Dans la communication avec la nommée Rébecca, le général Bassolé avec la dame Rébecca déclare entres autres : « (…) Le RSP n’a pas désarmé, il prépare une contre-offensive (…)  Les gens n’ont pas la situation en main (…) Ils font du cinéma (…) Les choses vont de mal en pis (…) Même les Roch là, personne ne circule librement (…) On tient le bon bout (…) Si jamais il y a une compétition sans exclusion, nous sommes à Kosyam (…) Le CDP aujourd’hui est complètement décapité (…) La situation est politique, mais aussi militaire (…)  J’ai les atouts qu’il faut (…) Le dispositif qui était là était celui des Gilbert, les Eddie là, mais ils sont affaiblis (…) Leur option, c’est de se regrouper autour de moi et c’est ce qui est en train de se faire (…) ». Pour le parquet, cette dernière communication montre à suffisance qu’au cours des évènements du 16 septembre 2015 et jours suivants, « il y avait un coup d’Etat dans un coup d’Etat ». «  Dans la posture de Bassolé, il incitait le RSP à ne pas désarmer, car la situation lui était profitable. Selon son analyse, la situation étant politique et militaire, qui mieux que lui pour la gérer. Il est à la fois général et homme politique », conclut le ministère public.

Avant ces deux communications, c’est l’appel avec Dame Fatoumata Thérèse Diawara qui a été écouté.

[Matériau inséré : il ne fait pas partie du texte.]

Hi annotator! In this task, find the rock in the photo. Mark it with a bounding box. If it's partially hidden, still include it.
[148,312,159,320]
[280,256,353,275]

Si pendant son interrogatoire à la barre Dame Diawara a martelé avoir contacté son « tonton » dans le seul but d’aider financièrement les éléments du RSP qui étaient en manque de ressources financières à la veille de la Tabaski du fait que les banques étaient fermées au regard de la situation, le parquet militaire, à la lumière de la conversation écoutée, est persuadé que « ce qui a été présenté comme une demande d’aide sociale au RSP, n’en était pas une, mais était plutôt une incitation au RSP à ne pas désarmer ». Une situation, qui pour Alioun Zanré et ses pairs, permettait à ses rêves politiques de devenir une réalité à travers cette situation confuse.

Me Dieudonné Bonkoungou, conseil du général Bassolé, ayant décidé de quitter la salle peu avant le début de la projection des audio du fait que le tribunal n’a pas accédé à sa énième requête de voir ces pièces fondant l’accusation de son client être écartées de la procédure, il n’a pu opiner sur les trois conversations téléphoniques diffusées. Il faut noter que ces écoutes ont aussi été écoutées en l’absence de l’accusé évacué en Tunisie depuis quelques semaines pour y recevoir des soins appropriés.

sounds 2Me Dieudonné Bonkoungou demande pour la énième fois que les écoutes téléphoniques soient écartées du dossier.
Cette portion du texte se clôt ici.